I love the Suspension Bridge. It is my favorite Wheeling landmark. I love that it was built by Irish and Scottish masons, among other hard workers in 1849. I love its historical significance, being the longest span of its kind in the world when it was built. I use it all the time, whenever I am going from my house to downtown Wheeling. I don't want to see it destroyed by people who don't follow the rules. Nor do I want to see people get hurt.
So, what are the rules, you ask? Well, they are posted right there at the entrances from the island and downtown. First, cars should be at 50-feet intervals, not lined up bumper to bumper as I witnessed this morning. In fact, coming from the island, there are TWO signs right next to each other that state that fact, with the second one warning "Strictly Enforced." I confess I have not always kept a 50-foot distance from the car in front of me. But sitting bumper to bumper is insane. I know it's because of the sign work and restricted lanes on the I-70 Fort Henry Bridge that people are using the Suspension Bridge as a detour. But I will tell you I turned my car around and chose to sit in the Fort Henry Bridge traffic rather than risk a plunge into the river. And I will be following the rule from now on. Honk at me all you want.
Trucks are prohibited — there's a sign right there with a truck and a red circle and slash through it. Trucks constantly use the bridge, though. This morning, I saw a local business' work truck turning onto Main from the bridge. The weight limit is 2 tons. That truck was definitely over weight. Two tons is 4,000 pounds. Your mid-size sedan, wagon or SUV is probably over the limit. A Subaru Outback, for instance, pushes the weight limit. The Outback has a 3,500 pound curb weight -- that doesn't include passengers, fuel and cargo. Here's a link to some car weights provided by Motor Trend and USA Today. You should be able to find your vehicle's weight on the inside of the driver side door or in your user's manual.
The speed limit is 25 miles per hour, also posted. I've seen cars treat it like a raceway.
I spoke with David Sada from the bridge division of West Virginia Department of Transportation District 6 today about what I witnessed this morning. He said overweight trucks are a "continual problem" on the Suspension Bridge. And the car-length interval is a measure put in place so weight is distributed such that it does not overburden the span. When it is not followed, "it can't help the bridge," he said.

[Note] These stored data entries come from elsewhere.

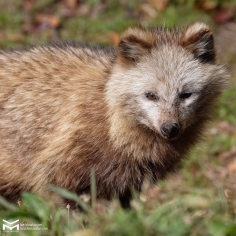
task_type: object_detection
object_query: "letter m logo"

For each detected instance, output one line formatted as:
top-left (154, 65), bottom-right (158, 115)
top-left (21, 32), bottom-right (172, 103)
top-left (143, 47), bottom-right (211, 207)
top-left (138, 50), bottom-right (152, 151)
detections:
top-left (2, 219), bottom-right (19, 231)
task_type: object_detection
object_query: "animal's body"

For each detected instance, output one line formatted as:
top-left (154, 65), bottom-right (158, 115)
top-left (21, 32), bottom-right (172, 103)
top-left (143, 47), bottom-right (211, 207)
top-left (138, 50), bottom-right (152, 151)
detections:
top-left (0, 23), bottom-right (228, 206)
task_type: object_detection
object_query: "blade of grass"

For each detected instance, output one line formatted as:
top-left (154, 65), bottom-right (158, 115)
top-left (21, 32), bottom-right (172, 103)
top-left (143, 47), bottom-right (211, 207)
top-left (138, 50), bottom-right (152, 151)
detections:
top-left (49, 185), bottom-right (91, 213)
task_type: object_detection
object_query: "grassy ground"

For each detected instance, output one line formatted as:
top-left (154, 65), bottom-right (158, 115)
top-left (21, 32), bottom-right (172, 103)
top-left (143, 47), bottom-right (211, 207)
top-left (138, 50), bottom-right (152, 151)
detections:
top-left (0, 0), bottom-right (236, 235)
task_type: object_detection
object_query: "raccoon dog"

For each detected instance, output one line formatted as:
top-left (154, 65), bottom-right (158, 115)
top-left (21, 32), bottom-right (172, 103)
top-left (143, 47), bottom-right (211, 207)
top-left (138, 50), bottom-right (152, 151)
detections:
top-left (0, 22), bottom-right (228, 207)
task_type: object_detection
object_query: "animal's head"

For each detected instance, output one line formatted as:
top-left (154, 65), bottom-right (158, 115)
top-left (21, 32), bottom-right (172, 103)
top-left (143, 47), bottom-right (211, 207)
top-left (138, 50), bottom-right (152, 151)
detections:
top-left (106, 22), bottom-right (228, 140)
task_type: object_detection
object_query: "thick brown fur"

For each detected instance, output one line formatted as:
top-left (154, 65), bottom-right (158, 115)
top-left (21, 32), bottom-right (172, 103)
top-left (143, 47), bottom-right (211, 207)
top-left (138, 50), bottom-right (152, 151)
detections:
top-left (0, 23), bottom-right (228, 206)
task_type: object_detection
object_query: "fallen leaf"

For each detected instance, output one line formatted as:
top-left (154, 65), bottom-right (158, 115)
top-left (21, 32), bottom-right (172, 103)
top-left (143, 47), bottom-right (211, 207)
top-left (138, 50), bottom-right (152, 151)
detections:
top-left (62, 0), bottom-right (77, 9)
top-left (200, 1), bottom-right (217, 11)
top-left (90, 3), bottom-right (106, 18)
top-left (35, 14), bottom-right (61, 28)
top-left (58, 0), bottom-right (79, 17)
top-left (23, 0), bottom-right (35, 10)
top-left (214, 7), bottom-right (235, 24)
top-left (227, 161), bottom-right (236, 172)
top-left (148, 0), bottom-right (169, 12)
top-left (140, 4), bottom-right (157, 18)
top-left (108, 32), bottom-right (120, 45)
top-left (77, 4), bottom-right (91, 17)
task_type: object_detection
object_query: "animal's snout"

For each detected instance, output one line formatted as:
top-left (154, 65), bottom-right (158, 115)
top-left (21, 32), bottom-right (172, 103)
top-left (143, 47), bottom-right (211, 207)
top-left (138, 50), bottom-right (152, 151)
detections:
top-left (160, 122), bottom-right (180, 139)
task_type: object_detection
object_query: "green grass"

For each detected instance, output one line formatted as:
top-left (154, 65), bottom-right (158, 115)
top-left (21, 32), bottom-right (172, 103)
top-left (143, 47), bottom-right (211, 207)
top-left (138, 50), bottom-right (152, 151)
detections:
top-left (219, 85), bottom-right (236, 124)
top-left (0, 0), bottom-right (236, 235)
top-left (0, 187), bottom-right (236, 236)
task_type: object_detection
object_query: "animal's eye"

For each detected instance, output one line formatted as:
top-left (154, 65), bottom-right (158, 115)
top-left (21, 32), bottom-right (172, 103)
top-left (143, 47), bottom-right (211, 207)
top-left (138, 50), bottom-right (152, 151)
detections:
top-left (179, 92), bottom-right (192, 100)
top-left (145, 92), bottom-right (157, 101)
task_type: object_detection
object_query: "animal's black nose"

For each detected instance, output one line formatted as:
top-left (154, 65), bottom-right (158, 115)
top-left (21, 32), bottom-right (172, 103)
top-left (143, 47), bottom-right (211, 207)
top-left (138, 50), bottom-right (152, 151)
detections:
top-left (160, 123), bottom-right (180, 139)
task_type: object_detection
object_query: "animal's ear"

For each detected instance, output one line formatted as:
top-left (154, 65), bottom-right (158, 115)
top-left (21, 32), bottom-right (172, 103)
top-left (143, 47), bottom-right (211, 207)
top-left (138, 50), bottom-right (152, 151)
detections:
top-left (118, 28), bottom-right (155, 64)
top-left (181, 22), bottom-right (215, 64)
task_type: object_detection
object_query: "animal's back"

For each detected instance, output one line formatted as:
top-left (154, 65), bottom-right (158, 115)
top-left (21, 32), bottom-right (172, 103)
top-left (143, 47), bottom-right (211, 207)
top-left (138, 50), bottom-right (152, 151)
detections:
top-left (0, 44), bottom-right (116, 200)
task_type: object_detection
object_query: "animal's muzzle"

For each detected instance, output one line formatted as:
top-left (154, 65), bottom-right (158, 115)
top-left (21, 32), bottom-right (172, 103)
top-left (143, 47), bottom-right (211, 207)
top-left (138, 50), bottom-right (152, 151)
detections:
top-left (160, 122), bottom-right (180, 139)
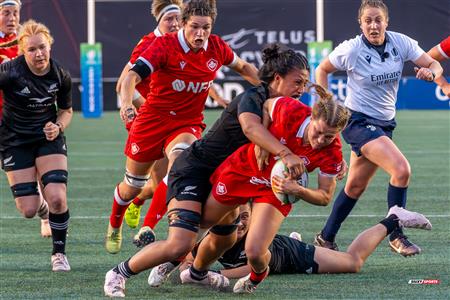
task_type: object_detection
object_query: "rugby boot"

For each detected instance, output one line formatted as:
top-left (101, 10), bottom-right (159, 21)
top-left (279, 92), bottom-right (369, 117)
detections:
top-left (133, 226), bottom-right (156, 248)
top-left (104, 269), bottom-right (126, 298)
top-left (148, 262), bottom-right (178, 287)
top-left (124, 202), bottom-right (142, 229)
top-left (180, 268), bottom-right (230, 289)
top-left (105, 223), bottom-right (122, 254)
top-left (313, 232), bottom-right (339, 251)
top-left (51, 253), bottom-right (71, 272)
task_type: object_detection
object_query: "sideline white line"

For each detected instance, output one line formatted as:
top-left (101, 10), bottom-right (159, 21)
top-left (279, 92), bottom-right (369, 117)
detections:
top-left (0, 214), bottom-right (448, 220)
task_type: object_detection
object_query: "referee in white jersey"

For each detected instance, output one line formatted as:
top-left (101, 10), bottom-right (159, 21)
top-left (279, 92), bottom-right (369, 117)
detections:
top-left (313, 0), bottom-right (442, 256)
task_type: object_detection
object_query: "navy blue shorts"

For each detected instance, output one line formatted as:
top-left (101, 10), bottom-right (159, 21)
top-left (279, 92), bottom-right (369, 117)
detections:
top-left (342, 110), bottom-right (396, 156)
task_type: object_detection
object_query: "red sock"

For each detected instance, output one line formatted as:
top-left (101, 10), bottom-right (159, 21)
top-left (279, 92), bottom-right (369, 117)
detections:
top-left (249, 268), bottom-right (269, 285)
top-left (109, 185), bottom-right (131, 228)
top-left (132, 196), bottom-right (146, 206)
top-left (142, 181), bottom-right (168, 229)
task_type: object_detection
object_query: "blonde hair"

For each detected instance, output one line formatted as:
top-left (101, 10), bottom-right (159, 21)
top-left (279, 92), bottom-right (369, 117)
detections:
top-left (17, 19), bottom-right (53, 53)
top-left (151, 0), bottom-right (182, 20)
top-left (311, 84), bottom-right (350, 131)
top-left (358, 0), bottom-right (389, 22)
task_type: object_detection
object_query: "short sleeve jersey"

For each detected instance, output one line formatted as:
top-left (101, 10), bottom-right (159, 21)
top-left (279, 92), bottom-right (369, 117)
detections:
top-left (133, 29), bottom-right (237, 121)
top-left (0, 32), bottom-right (18, 64)
top-left (437, 35), bottom-right (450, 59)
top-left (225, 97), bottom-right (343, 183)
top-left (328, 31), bottom-right (424, 120)
top-left (128, 28), bottom-right (161, 98)
top-left (190, 83), bottom-right (270, 166)
top-left (0, 56), bottom-right (72, 148)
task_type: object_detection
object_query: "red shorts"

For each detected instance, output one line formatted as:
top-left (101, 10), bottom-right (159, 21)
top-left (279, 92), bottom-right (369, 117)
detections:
top-left (210, 160), bottom-right (292, 217)
top-left (125, 110), bottom-right (204, 162)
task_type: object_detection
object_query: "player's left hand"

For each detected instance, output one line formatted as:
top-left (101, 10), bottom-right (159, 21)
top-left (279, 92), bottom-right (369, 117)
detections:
top-left (272, 174), bottom-right (302, 195)
top-left (414, 67), bottom-right (435, 82)
top-left (43, 121), bottom-right (60, 141)
top-left (255, 145), bottom-right (270, 170)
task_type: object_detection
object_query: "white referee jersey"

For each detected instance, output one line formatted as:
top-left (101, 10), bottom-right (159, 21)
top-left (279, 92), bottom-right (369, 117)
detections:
top-left (329, 31), bottom-right (424, 120)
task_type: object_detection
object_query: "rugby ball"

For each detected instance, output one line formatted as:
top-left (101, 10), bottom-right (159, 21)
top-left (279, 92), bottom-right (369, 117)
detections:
top-left (270, 159), bottom-right (308, 204)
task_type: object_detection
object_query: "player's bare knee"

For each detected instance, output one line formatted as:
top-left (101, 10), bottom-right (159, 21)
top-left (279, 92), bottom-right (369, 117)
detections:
top-left (391, 163), bottom-right (411, 186)
top-left (20, 207), bottom-right (38, 218)
top-left (47, 196), bottom-right (66, 213)
top-left (345, 181), bottom-right (367, 198)
top-left (245, 245), bottom-right (265, 263)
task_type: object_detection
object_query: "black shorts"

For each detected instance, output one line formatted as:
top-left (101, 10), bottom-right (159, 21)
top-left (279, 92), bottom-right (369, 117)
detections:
top-left (342, 110), bottom-right (397, 156)
top-left (167, 148), bottom-right (216, 205)
top-left (0, 135), bottom-right (67, 172)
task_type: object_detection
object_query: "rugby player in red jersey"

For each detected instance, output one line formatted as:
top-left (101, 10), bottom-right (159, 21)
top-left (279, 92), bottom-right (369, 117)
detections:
top-left (104, 0), bottom-right (259, 255)
top-left (179, 87), bottom-right (350, 293)
top-left (0, 0), bottom-right (51, 238)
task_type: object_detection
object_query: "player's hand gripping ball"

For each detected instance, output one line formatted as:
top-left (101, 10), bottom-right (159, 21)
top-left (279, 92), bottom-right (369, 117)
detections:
top-left (270, 159), bottom-right (308, 204)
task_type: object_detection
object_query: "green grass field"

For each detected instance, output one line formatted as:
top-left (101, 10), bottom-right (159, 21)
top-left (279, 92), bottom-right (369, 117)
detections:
top-left (0, 110), bottom-right (449, 299)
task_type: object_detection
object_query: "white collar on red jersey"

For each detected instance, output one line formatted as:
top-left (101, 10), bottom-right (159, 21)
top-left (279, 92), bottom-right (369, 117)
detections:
top-left (177, 29), bottom-right (209, 53)
top-left (154, 27), bottom-right (163, 37)
top-left (296, 116), bottom-right (311, 138)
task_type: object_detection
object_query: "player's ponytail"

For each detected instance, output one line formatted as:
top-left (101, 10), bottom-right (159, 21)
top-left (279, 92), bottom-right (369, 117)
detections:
top-left (259, 43), bottom-right (310, 84)
top-left (311, 84), bottom-right (350, 131)
top-left (182, 0), bottom-right (217, 24)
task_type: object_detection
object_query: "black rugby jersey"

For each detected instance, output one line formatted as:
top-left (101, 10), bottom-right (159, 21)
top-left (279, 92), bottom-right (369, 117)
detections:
top-left (218, 233), bottom-right (313, 274)
top-left (189, 82), bottom-right (270, 167)
top-left (0, 55), bottom-right (72, 149)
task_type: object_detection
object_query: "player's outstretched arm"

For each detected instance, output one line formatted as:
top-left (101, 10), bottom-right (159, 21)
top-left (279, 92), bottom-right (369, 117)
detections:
top-left (229, 56), bottom-right (260, 86)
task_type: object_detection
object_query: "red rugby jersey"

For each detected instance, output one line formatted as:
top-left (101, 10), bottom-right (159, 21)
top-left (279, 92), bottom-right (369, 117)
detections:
top-left (438, 35), bottom-right (450, 59)
top-left (0, 32), bottom-right (19, 119)
top-left (136, 29), bottom-right (236, 121)
top-left (128, 28), bottom-right (161, 98)
top-left (224, 97), bottom-right (343, 182)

Mr. Sada assured me the bridge was inspected just last week by a Weirton firm, and the inspectors found "no major structural loss." The cable that recently was replaced on the bridge had nothing to do with violations of the weight limit, he said.
But he also said he will be contacting the Wheeling Police Department to keep an eye out for violators. The signs are just like any other road sign and must be obeyed.
"It's like a stop sign. Stop means stop. Two tons means two tons," he said.